Business conditions and overall economic growth in the mountain states are continuing healthy growth – but at a slower rate than this time last year, a trend at least one economist believes will continue for the rest of the year.
According to the monthly survey of mountains states by the Goss Institute for Economic Research, Colorado, Utah and Wyoming, are displaying a “very healthy reading” that points to positive regional growth for the next three to six months.
The news was particularly good for Colorado.
“For the first half of 2013, the Colorado economy has added jobs at a pace more than double that of the nation,” said Dr. Ernie Goss, executive director of the institute. ” Non-durable and durable goods producers, especially those linked to construction and vehicle manufacturing, are experiencing upturns in business activity.”
The overall index, or Business Conditions Index, an average of indices for new orders, production or sales, employment, inventories and delivery lead time declined only slightly from to 55.1 from 58.6 in June for all three states.

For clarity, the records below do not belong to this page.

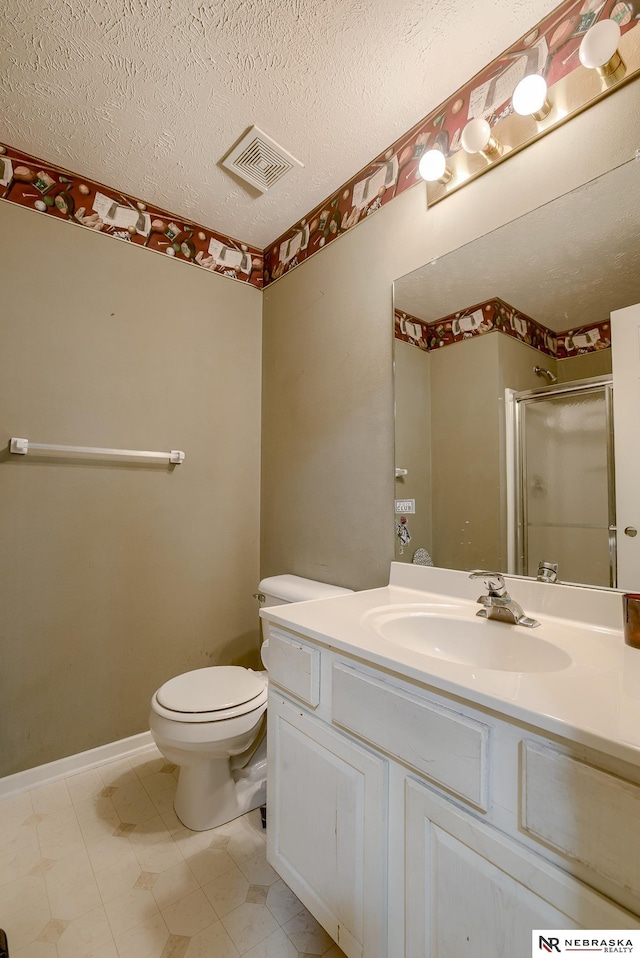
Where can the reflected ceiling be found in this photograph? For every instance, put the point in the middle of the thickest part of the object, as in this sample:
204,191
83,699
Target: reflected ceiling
566,265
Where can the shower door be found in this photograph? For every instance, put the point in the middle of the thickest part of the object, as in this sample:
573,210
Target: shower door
566,490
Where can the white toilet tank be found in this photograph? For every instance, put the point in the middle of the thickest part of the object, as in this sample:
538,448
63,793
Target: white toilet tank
281,589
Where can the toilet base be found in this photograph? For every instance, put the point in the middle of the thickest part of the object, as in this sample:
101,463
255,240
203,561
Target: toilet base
209,793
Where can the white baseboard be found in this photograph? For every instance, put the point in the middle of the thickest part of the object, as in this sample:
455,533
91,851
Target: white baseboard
74,764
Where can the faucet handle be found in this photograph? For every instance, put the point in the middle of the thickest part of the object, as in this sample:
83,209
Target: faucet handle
493,581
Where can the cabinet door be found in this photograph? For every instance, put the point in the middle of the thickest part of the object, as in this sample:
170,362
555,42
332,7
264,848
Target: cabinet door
326,831
472,891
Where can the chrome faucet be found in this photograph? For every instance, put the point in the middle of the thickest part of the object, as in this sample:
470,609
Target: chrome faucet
498,604
547,572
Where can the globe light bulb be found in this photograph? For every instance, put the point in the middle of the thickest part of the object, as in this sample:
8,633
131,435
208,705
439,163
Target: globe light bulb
530,97
599,50
433,167
477,138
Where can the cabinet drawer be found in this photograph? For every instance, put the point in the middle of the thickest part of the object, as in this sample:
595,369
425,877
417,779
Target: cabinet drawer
448,748
582,812
294,666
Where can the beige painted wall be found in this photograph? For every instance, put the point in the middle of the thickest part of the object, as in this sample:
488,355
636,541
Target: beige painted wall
328,483
413,442
115,577
585,366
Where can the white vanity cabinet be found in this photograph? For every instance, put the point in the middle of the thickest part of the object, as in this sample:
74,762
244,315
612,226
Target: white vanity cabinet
413,823
327,809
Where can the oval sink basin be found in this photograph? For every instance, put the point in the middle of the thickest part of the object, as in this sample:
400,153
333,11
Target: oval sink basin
474,642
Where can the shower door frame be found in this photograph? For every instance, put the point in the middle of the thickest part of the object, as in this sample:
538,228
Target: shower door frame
516,497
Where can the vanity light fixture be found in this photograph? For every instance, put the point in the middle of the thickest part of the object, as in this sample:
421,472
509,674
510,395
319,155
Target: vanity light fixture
433,167
477,138
530,97
599,50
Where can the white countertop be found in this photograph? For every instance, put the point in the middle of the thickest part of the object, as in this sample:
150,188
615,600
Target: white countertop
594,701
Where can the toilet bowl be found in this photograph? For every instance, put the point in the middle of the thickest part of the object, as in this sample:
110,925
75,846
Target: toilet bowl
211,723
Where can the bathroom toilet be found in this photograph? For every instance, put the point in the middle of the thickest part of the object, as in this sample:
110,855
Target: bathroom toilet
211,722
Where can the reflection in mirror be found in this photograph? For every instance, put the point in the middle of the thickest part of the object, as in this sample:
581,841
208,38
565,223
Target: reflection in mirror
507,393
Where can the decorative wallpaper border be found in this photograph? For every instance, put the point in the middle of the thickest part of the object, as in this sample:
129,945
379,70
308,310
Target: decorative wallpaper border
496,315
550,48
50,189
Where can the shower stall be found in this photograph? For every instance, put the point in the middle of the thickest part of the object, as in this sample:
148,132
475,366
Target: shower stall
560,466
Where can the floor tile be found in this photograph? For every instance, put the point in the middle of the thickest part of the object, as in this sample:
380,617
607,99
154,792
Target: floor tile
227,892
37,949
25,892
18,836
209,864
119,878
51,798
282,903
71,887
258,871
245,844
149,832
277,945
24,923
53,930
176,946
161,789
248,925
15,810
307,935
190,915
84,935
109,851
146,940
85,785
16,861
59,834
129,909
213,942
173,884
100,866
159,856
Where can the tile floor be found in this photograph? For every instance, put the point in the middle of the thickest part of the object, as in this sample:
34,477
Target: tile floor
99,866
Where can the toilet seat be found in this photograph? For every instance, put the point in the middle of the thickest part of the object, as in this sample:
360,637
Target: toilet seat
211,694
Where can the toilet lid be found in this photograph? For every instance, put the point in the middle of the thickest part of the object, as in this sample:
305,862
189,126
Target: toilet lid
210,690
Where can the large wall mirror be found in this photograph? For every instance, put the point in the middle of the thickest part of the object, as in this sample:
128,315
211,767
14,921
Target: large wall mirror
518,398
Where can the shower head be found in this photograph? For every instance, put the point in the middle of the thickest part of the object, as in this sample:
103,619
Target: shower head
548,375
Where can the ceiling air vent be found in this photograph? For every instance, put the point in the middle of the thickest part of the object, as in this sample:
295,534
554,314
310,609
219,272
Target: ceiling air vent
259,160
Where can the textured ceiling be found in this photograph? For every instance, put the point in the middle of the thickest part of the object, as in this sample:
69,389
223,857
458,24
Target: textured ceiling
581,260
148,95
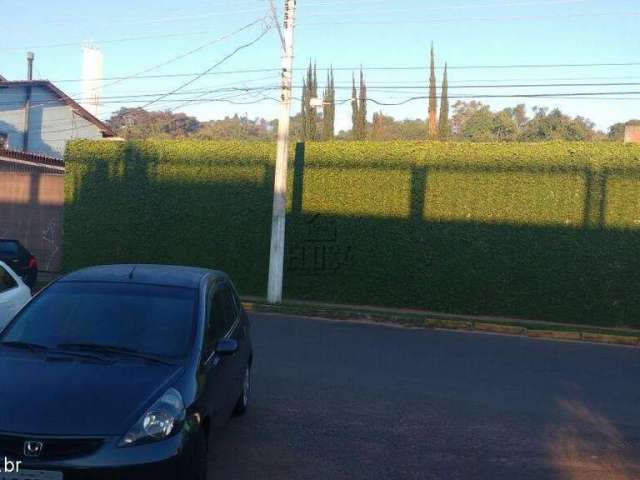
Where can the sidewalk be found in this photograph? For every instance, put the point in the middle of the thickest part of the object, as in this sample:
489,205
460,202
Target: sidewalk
427,319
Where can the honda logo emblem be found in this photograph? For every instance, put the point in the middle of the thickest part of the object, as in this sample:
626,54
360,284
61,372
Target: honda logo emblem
33,448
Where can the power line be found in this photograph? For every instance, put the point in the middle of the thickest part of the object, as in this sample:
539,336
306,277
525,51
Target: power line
215,65
188,53
394,68
466,6
476,19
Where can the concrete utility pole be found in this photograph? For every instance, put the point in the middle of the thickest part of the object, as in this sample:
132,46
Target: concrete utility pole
276,257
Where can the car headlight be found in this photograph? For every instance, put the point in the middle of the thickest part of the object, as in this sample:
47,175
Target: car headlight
161,420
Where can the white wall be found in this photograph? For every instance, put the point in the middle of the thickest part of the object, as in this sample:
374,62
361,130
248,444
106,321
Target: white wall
52,123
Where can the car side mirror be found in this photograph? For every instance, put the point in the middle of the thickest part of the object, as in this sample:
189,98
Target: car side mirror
226,346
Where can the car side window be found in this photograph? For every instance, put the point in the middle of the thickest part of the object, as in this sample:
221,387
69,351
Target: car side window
6,281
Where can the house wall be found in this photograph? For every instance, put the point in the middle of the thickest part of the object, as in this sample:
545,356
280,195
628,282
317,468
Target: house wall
31,210
52,122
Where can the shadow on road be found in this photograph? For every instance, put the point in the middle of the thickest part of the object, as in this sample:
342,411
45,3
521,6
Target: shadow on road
587,446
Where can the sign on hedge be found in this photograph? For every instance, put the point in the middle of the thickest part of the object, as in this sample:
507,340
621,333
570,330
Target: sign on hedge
544,231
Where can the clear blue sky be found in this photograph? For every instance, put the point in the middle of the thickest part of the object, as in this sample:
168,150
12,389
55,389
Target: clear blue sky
345,34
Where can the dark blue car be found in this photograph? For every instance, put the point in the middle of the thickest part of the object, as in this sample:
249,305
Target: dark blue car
122,372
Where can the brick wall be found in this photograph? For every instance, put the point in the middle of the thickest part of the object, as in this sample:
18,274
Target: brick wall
632,134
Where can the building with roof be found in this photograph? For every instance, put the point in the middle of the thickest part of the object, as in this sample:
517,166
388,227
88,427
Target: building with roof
37,117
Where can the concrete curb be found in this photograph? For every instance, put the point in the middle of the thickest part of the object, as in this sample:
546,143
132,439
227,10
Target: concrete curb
530,329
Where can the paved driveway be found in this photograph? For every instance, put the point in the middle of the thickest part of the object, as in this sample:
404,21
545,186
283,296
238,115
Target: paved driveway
338,400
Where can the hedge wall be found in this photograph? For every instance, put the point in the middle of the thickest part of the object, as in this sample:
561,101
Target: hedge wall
546,231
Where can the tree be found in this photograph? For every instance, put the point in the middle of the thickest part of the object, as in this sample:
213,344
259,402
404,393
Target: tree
433,102
463,111
329,108
443,123
237,128
136,123
355,115
555,125
362,110
302,128
616,131
310,116
479,126
378,126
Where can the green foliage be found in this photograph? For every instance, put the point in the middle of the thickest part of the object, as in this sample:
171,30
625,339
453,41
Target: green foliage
543,231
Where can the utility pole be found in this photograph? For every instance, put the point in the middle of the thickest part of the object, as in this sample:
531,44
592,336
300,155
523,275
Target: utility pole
276,257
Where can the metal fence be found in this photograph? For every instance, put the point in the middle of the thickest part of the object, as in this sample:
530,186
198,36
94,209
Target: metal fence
32,204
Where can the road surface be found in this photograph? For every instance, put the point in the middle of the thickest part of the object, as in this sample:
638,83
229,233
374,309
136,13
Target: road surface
339,400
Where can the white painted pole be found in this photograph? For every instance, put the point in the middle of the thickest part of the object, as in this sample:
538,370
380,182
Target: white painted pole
276,257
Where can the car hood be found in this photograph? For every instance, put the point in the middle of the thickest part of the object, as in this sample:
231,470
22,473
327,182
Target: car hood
67,396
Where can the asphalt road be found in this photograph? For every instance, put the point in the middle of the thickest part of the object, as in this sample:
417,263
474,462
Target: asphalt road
335,400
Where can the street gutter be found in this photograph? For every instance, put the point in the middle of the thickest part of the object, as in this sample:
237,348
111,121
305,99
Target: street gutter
426,319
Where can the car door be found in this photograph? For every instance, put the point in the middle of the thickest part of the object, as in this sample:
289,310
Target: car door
13,295
237,361
216,368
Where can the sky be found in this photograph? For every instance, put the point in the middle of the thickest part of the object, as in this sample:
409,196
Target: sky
152,49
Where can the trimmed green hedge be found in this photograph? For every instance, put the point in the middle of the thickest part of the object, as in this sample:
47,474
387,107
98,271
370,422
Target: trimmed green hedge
543,231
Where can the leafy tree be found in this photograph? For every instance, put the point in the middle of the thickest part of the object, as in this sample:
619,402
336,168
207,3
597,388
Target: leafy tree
505,126
555,125
378,126
329,108
136,123
386,128
616,131
462,112
433,102
443,123
237,128
479,126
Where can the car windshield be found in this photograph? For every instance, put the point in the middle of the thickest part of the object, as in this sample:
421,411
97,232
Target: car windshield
153,320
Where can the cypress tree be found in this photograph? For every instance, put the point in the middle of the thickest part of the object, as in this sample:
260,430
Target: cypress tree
329,108
309,111
303,110
362,109
433,102
355,116
443,123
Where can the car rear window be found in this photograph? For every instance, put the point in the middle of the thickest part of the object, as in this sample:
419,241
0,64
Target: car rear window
154,320
8,248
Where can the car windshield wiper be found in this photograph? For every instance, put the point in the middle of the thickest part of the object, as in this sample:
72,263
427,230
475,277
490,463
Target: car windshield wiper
34,347
96,347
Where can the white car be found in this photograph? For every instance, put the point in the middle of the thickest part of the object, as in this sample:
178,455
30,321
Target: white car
14,294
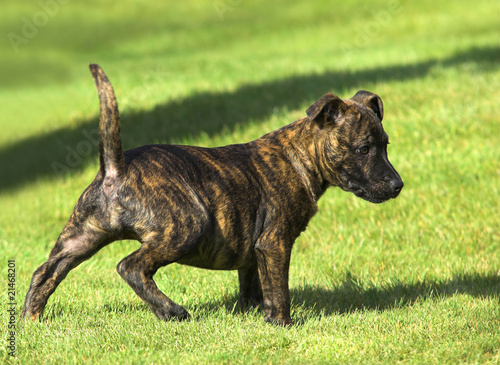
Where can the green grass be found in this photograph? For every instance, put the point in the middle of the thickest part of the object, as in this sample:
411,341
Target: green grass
414,280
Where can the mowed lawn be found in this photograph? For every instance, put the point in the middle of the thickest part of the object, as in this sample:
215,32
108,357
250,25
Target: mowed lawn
413,280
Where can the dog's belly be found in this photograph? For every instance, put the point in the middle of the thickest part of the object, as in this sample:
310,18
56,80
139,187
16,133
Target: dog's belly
220,255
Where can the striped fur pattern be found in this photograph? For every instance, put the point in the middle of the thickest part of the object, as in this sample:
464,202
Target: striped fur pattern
237,207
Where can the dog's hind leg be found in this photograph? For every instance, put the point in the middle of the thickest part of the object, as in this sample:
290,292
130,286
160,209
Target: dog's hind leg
77,242
138,270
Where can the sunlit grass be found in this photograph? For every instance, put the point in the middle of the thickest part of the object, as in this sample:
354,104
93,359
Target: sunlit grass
414,280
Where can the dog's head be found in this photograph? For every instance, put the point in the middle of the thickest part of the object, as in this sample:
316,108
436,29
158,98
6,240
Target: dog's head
353,146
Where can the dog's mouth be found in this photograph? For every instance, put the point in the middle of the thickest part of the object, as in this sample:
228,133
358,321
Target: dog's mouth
366,195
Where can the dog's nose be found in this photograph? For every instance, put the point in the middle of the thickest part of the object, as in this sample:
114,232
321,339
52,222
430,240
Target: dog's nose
396,185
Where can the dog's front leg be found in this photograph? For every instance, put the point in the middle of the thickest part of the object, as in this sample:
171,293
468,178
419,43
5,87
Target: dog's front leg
273,261
250,290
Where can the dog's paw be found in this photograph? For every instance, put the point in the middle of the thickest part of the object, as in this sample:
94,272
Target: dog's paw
176,312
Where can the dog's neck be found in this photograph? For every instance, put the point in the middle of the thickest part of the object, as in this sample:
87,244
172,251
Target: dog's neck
300,148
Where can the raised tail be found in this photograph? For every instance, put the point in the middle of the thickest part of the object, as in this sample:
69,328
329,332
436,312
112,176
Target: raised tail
112,161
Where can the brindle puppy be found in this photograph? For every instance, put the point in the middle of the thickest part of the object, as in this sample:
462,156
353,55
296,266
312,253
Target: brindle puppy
237,207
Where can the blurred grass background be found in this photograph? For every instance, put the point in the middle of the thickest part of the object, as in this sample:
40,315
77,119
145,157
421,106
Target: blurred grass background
413,280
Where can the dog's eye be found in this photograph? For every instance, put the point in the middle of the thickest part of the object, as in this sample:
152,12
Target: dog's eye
363,150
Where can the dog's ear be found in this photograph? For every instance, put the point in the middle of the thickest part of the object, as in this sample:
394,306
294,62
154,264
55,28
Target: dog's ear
327,109
371,101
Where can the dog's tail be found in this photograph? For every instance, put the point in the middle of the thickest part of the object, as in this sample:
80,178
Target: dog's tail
111,159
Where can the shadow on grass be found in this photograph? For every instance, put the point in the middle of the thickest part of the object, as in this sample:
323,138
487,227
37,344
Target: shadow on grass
71,149
349,297
353,295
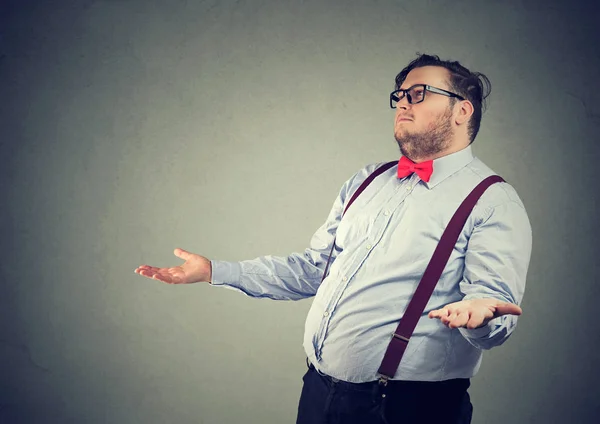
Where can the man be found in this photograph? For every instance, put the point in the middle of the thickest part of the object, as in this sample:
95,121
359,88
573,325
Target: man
382,247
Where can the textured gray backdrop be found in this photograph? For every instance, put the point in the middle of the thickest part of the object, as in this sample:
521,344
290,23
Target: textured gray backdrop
129,128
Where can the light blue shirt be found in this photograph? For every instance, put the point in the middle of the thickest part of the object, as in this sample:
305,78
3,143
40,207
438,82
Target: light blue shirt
384,243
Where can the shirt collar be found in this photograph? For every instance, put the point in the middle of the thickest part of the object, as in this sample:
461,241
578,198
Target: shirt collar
447,165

An index of 50.0 is considered growth neutral.
“As in the last several months, economic soft patches in the mining and agriculture sectors are spilling over into the broader economy. Furthermore, much weaker export numbers are likely to restrain growth in the months ahead,” he said. ”Our surveys over the past several months indicate that growth for the second half of 2013 will be positive, but down from the same period for 2012.”
The index also tracked employment, pricing, consumer confidence and inventory. Here’s a roundup for those areas:
Employment: The employment index slumped for the month. The hiring gauge dropped slightly below growth neutral for July. The index fell to 49.4 from June’s 52.3 and May’s much stronger 57.1.
Wholesale Prices: The prices-paid index, which tracks the cost of raw materials and supplies, sank to 52.5 from 55.9 in June.
Business Confidence: Looking ahead six months, economic optimism, as captured by the business confidence index, fell to 52.1 from June’s 54.3.
Inventories: Supply managers in the three-state region added to inventories of raw materials and supplies for the month. The index declined to 58.7 from 67.7 in June.
Trade: The new export order reading for the Mountain States region decreased to 51.8 from June’s 53.6. The import reading for the month dipped to 48.4 from 53.1 in June.
Other Components: Other components used to calculate the overall index for July were new orders at 53.5, down from 57.0 in June; production or sales at 54.3, down from last month’s 55.3; and delivery lead time at 59.2, down slightly from 60.6 in June.